Freeholders are now arguing that the reforms infringe upon their human rights by eliminating income streams derived from ground rent and by favoring leaseholders in matters of lease extensions and enfranchisement—the process through which leaseholders seek to acquire the freehold. A significant confrontation with the Government is anticipated in July.
However, amidst the challenges, there is a glimmer of positive news. Chelsea Bridge Wharf, a prestigious Thameside site adjacent to the historic Battersea Power Station, has recently gained the right to manage its own affairs. This development empowers the 1,100 flat owners, granting them control over a site valued at over £1 billion, which comprises social housing, a hotel, and two office blocks, including the headquarters of the Berkeley Group, the very developer responsible for constructing the site.
Campaigners are understandably highlighting Chelsea Bridge Wharf as a prime example of leaseholder empowerment—an initiative that they believe should be the standard moving forward.
Understanding Leasehold vs Freehold
Freehold:
Owning a freehold means that you own the property outright, including the land on which it is built, with no expiration date. As a freeholder, you are responsible for the maintenance of your property and the land it occupies, so it is important to budget for these ongoing costs. Typically, most houses are sold as freehold.
Leasehold:
In contrast, leasehold ownership means you possess the property for a specified period while leasing it from a landlord who retains ownership of the entire building or land. Leases generally range from 90 to 999 years and are outlined in your lease agreement with the freeholder. Most flats and maisonettes are sold as leasehold properties, meaning while you own the interior of your unit, you do not own the building itself and may be required to pay regular maintenance charges.
Advocates argue that since leasehold ownership has been largely discredited by the government’s reform initiatives, all new residential developments should include provisions for a residents’ management company from the outset.

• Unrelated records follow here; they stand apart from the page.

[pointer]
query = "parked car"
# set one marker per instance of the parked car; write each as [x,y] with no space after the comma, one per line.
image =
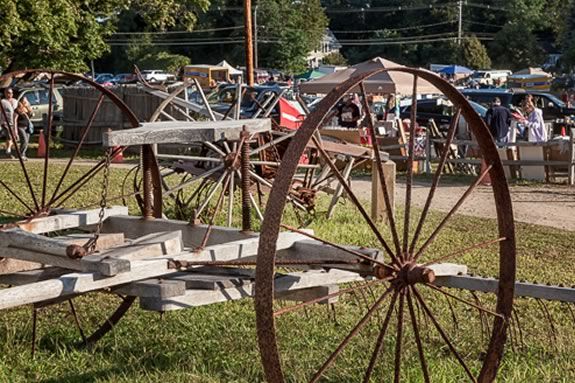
[551,106]
[123,78]
[157,76]
[438,109]
[221,100]
[39,98]
[102,78]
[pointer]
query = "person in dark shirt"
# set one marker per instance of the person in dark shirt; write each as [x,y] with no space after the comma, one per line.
[348,114]
[498,119]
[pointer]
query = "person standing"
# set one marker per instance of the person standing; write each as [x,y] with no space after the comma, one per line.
[498,119]
[24,125]
[535,124]
[7,119]
[348,113]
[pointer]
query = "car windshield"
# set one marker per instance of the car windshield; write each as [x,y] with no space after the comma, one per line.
[555,100]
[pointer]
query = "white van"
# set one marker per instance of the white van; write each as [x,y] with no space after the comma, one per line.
[490,77]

This shift would ensure that flat owners, rather than offshore investors, manage the property for the benefit of the residents.
It has long been considered absurd that residential freehold investors—who typically hold a stake worth less than 3 percent of an entire building—act as landlords under English law, while flat owners remain essentially long-term tenants with leases.
The Need for Change
The leasehold system is frequently manipulated by some of the less reputable figures in the residential property market. In contrast, many other countries have adopted models like commonhold, where flat owners collectively own the building and the land, facilitating collaborative management without the involvement of a third-party landlord.
Given the complexity of a site as substantial as Chelsea Bridge Wharf, professional property management will still be necessary. However, the significant difference now is that these services will be hired and managed directly by the flat owners themselves.
Larisa Villar Hauser, a leaseholder and one of the directors of the right to manage at Chelsea Bridge Wharf, expressed her satisfaction with the ruling: “The primary advantage of our right to manage is the ability to change managing agents if they are not meeting our needs. We become the client, and the managing agent is directly accountable to us rather than the freeholder.”
While control over their living environment and potential cost savings were primary motivations for the flat owners, the immediate financial implications remain uncertain. “It’s challenging to predict if there will be any immediate savings,” stated Hauser. “Naturally, leaseholders are hopeful, but given the current state of the site, the outcome is unpredictable.”
A crucial aspect of this issue is the conduct of the Berkeley Group, known for its luxury Thames riverside apartment projects under the leadership of its now-deceased founder, Tony Pidgley. The company has been mindful of its reputation among high-end buyers, regretting its past decisions to sell off freeholds to investors who subsequently monetized these properties, as seen in cases like St George Wharf.
When dissatisfaction arose at Chelsea Bridge Wharf, and a legitimate group of leaseholders emerged to take charge of the site, Berkeley seemingly opted to cooperate rather than resist. The court’s acknowledgment last week affirmed that Berkeley “took a passive role in the proceedings,” seeking only assurance that the leaseholders’ right to manage was lawful. In contrast, investors who purchased five head leases at the property “took a more partisan approach.”
This ruling represents a landmark case in which a prominent housebuilder has willingly ceded control to leaseholders, with the added irony that its own headquarters is now part of a leaseholder-managed site. Berkeley is recognized as one of the leading and most successful plc housebuilders and notably does not belong to the Home Builders Federation lobbying group.
If a company of such influence is no longer obstructing leaseholders from taking control of their homes, it is highly likely that other housebuilders will follow suit.
Sebastian O’Kelly is a journalist and CEO of Leasehold Knowledge Partnership.